Pemprov Lampung merotasi dua pejabat strategis di sektor energi dan sumber daya air. Pemerintah menuntut kinerja nyata, bukan sekadar laporan administratif.

Dua Pejabat Pemprov Lampung Dirotasi
Foto: Istimewa

BANDARLAMPUNG — Pemerintah Provinsi Lampung merotasi dua pejabat strategis di sektor energi dan sumber daya air sebagai bagian dari upaya mendorong kinerja birokrasi yang lebih berdampak langsung ke masyarakat.

Sekretaris Daerah Provinsi Lampung, Marindo Kurniawan, mewakili Gubernur Rahmat Mirzani Djausal, melantik Budhi Darmawan sebagai Kepala Dinas Energi dan Sumber Daya Mineral (ESDM) serta Febrizal Levi Sukmana sebagai Kepala Dinas Pengelolaan Sumber Daya Air (PSDA), Kamis (9/4/2026).

Rotasi ini merupakan pertukaran posisi kedua pejabat tersebut dalam rangka penyegaran organisasi dan penguatan kinerja di sektor yang dinilai krusial bagi kebutuhan publik.

Marindo menegaskan, sektor energi, sumber daya mineral, dan pengelolaan air memiliki peran vital karena berkaitan langsung dengan kehidupan masyarakat, mulai dari ketersediaan energi hingga ketahanan pangan dan mitigasi bencana.

Karena itu, ia meminta pejabat yang baru dilantik tidak hanya fokus pada administrasi, tetapi mampu menghadirkan solusi konkret atas berbagai persoalan di lapangan.

“Saya tidak ingin lagi mendengar keberhasilan yang hanya berhenti di atas kertas. Harus ada percepatan pelayanan, solusi nyata, dan inovasi yang bisa dirasakan masyarakat,” tegasnya.
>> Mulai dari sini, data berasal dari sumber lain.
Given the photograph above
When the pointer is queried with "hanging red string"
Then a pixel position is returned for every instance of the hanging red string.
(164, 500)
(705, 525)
Menurutnya, rotasi jabatan merupakan langkah strategis untuk memperkaya perspektif kepemimpinan sekaligus mendorong organisasi agar lebih adaptif dan responsif terhadap tantangan.

Ia juga mengingatkan pentingnya integritas dan akuntabilitas dalam pengelolaan sumber daya alam, mengingat sektor tersebut menyangkut kepentingan publik secara luas.

“Setiap kebijakan harus berpihak pada masyarakat. Jangan sampai sumber daya yang ada justru tidak memberi manfaat maksimal,” ujarnya.

Pemprov Lampung menargetkan, melalui rotasi ini, kinerja di sektor energi dan sumber daya air dapat lebih terukur serta memberikan dampak langsung, khususnya dalam peningkatan layanan, pengelolaan sumber daya yang berkelanjutan, dan respons cepat terhadap kebutuhan masyarakat.